だってそうでしょ。勝手に業務命令だとか言って、ここに住むことを強要して。その上、体調管理に家事全般叩き込むとか言われたら、耳を塞ぎたくなる気持ちもわかってほしい。

「叩き込んでやるって、本気だったんですか? そんなの無理ですって。お恥ずかしい話ですけど、ホントになんにもできないんです。包丁もほとんど持ったことないし……」

だんだん自分が情けなくなってきて、少しずつ声が小さくなってしまう。

「そんなことだろうと思ったよ。
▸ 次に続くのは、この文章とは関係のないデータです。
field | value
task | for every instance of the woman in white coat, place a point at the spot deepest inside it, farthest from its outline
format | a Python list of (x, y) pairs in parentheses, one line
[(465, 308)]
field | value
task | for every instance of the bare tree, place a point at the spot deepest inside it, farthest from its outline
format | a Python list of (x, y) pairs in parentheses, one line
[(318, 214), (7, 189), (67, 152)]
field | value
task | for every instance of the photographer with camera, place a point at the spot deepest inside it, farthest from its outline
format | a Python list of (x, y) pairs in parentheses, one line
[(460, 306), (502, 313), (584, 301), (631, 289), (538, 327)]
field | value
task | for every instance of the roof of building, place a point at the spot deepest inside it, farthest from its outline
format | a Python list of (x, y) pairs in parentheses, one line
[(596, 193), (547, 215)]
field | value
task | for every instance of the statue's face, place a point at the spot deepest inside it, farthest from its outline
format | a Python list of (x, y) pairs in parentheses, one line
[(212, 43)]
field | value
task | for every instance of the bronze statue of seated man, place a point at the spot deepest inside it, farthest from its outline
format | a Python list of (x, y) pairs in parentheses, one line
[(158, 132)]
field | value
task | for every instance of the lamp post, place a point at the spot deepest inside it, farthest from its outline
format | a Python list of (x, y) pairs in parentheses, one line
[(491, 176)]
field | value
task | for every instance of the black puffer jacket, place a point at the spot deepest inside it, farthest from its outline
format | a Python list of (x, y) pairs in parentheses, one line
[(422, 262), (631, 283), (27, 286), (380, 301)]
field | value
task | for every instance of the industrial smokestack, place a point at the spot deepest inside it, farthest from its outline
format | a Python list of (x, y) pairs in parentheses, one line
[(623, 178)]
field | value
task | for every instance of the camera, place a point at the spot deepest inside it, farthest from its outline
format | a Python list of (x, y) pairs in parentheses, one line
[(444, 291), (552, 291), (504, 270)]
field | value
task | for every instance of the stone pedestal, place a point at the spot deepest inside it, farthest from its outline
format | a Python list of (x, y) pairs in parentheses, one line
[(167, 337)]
大丈夫だ、俺が手取り足取り教えてやる」

「手取り足取り……」

そう言葉を放ちながら、ニヤリと微笑む顔が……恐ろしい。

一体何を考えているのやら、蒼甫先輩には困ってしまう。

明日から私、どうなるの? 栄養不足や貧血は大丈夫でも、違う病気になってしまうかも。

お先真っ暗──

そんな言葉が頭に浮かび、憂鬱な溜息をつく。

「溜息なんてついてないで、朝飯早く食えよ。今日は忙しいからな」

忙しい? 確か今日は、蒼甫先輩も休みだったはず。